SAGUACHE —In a two-to-one vote Tuesday, Saguache County commissioners approved amendments to the county’s Land Use Code/marijuana regulations but the exact changes to the code were not discussed, highlighted or summarized for consideration.

Commissioner Tim Lovato voted against approving the amended code, telling his fellow commissioners that 90 percent of his constituents were not satisfied with the amendments. He also repeated a request for a cap on marijuana grows.

Copies of the draft regulations posted last week to the county website were not annotated to indicate where changes were inserted. The Land Use Code runs to 47 pages with 15 pages of definitions and the changed version of the code would need to be compared line by line with the previous version to determine what changes were made. Even those involved in the amendment process were not sure what changes were approved by commissioners.

Most agree the primary changes include the requirement of a $100,000 closure bond to rehabilitate property once a cultivation business is closed; plant count limits of 12 per residence for personal medical and caregiver grows and 24 with a variance from the county. To grow additional plants, county commissioners must review reasons for the need to exceed that amount and can grant the variance. 

While the requirement to bring a variance before commissioners for approval before exceeding the 24-limit was enforced in the amendments, commissioners have always been required by the code to review variances and approve them in a pubic venue.

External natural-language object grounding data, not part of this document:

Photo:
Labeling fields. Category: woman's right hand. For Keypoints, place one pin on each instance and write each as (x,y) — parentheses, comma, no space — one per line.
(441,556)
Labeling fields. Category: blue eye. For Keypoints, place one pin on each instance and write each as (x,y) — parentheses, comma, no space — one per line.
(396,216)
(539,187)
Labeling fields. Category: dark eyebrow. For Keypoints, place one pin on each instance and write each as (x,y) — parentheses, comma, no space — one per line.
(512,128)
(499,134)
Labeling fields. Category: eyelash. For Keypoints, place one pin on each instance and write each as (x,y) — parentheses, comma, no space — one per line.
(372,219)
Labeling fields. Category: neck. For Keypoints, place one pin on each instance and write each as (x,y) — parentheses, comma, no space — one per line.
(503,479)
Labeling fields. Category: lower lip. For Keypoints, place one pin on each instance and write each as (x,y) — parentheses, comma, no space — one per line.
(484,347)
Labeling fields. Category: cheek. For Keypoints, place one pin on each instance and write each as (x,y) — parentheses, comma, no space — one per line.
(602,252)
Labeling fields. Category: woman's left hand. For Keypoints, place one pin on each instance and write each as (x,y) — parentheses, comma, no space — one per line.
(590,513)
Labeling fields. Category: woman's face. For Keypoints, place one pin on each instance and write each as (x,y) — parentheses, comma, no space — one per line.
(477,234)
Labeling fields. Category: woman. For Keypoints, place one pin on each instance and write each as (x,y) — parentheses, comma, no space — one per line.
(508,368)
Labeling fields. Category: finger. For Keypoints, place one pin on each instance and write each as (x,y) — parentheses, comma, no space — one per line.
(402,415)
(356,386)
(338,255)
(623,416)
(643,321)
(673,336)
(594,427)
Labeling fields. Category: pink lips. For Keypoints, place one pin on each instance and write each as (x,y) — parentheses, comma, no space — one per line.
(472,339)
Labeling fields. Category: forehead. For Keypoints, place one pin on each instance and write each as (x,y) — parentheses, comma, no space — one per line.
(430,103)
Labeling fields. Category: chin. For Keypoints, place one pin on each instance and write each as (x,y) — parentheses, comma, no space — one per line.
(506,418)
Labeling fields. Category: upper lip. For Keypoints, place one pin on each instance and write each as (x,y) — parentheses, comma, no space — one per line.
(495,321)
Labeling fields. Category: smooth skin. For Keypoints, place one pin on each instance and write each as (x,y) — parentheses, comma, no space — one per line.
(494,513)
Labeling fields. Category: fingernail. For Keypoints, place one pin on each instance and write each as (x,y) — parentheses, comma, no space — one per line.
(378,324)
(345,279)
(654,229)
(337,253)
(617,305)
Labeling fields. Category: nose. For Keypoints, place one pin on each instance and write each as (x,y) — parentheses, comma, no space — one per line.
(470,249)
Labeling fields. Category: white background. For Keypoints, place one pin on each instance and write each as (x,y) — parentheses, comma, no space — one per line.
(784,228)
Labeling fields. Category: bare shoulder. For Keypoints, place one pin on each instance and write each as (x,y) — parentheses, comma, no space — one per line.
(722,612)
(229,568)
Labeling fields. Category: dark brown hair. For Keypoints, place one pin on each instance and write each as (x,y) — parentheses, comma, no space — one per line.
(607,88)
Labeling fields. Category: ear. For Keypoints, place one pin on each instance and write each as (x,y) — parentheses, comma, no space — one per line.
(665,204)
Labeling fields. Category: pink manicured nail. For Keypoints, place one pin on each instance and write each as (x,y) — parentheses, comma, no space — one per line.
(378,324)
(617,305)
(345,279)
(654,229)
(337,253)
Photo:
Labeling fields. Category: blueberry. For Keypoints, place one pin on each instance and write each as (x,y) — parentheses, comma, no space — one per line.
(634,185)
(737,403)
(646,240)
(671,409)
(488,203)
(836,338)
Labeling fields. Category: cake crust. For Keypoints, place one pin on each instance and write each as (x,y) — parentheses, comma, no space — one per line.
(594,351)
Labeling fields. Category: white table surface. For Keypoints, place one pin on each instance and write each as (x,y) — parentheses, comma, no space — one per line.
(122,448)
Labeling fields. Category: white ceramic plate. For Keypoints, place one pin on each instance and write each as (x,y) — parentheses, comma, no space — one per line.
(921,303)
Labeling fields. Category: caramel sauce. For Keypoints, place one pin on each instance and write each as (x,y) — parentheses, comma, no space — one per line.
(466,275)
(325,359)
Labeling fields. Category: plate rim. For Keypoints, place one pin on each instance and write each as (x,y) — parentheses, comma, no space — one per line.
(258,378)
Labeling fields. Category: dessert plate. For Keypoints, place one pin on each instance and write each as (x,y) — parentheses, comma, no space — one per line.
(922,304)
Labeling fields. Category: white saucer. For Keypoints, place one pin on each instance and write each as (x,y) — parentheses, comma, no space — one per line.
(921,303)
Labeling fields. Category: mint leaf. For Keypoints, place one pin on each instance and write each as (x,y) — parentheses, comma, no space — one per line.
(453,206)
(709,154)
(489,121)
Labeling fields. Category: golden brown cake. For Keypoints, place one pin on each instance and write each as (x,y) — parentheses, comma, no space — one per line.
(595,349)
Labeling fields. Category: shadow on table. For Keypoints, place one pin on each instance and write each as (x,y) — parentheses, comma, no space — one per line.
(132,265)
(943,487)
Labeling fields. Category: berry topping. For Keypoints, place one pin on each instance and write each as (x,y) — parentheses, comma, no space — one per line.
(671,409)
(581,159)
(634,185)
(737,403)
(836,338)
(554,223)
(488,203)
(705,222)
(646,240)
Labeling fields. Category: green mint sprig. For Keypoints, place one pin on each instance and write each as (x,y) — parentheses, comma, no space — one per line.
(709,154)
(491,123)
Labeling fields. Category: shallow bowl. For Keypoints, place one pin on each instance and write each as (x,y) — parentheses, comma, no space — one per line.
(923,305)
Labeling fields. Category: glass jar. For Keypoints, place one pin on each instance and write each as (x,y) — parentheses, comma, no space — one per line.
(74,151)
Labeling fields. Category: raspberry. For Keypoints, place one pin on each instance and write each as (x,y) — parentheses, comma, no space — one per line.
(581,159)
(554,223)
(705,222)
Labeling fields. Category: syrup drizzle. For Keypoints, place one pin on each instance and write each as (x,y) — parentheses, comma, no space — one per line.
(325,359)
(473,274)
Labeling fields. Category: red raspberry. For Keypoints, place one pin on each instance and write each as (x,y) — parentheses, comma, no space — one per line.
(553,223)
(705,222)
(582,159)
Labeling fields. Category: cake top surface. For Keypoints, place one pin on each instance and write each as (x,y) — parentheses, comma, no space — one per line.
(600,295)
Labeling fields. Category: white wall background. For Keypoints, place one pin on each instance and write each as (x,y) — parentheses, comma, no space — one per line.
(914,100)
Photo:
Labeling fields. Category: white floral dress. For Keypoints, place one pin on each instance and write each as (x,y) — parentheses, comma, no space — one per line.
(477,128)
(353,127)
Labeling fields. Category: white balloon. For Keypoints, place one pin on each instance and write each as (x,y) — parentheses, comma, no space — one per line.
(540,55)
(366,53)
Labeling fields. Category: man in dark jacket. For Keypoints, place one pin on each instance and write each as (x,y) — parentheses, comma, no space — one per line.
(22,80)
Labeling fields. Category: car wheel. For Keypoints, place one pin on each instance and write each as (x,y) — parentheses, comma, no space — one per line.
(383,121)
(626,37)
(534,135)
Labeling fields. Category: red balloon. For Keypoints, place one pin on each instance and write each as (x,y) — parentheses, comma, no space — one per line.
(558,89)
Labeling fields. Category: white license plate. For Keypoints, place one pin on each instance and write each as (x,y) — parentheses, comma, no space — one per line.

Commissioner Jason Anderson announced he has spoken to Sheriff Dan Warwick, and Warwick says he cannot find any illegal grows in the county. Others have complained that the tip line set up to report illegal growing activity goes to a cell phone which is then routed through dispatch at the sheriff’s office. Some citizens maintain the complaints left with dispatch are not relayed to the sheriff to investigate.

Some residents have voiced the belief that illegal growers are tipped off and pack up before law enforcement can even begin an investigation.

Commissioners pointed to a downturn in marijuana prices when lifting the moratorium Tuesday and did not believe they would be flooded with applications. But others believe applicants are standing in line.

County Attorney Ben Gibbons, Land Use Administrator Wendi Maez and commissioners discussed a fee structure for criminal violations (misdemeanors) for those cited for exceeding the plant count. The fines for the various violations will be set over the next few weeks. At the judge’s discretion, depending on how many plants are being grown illegally, offenders could spend 90 days in jail.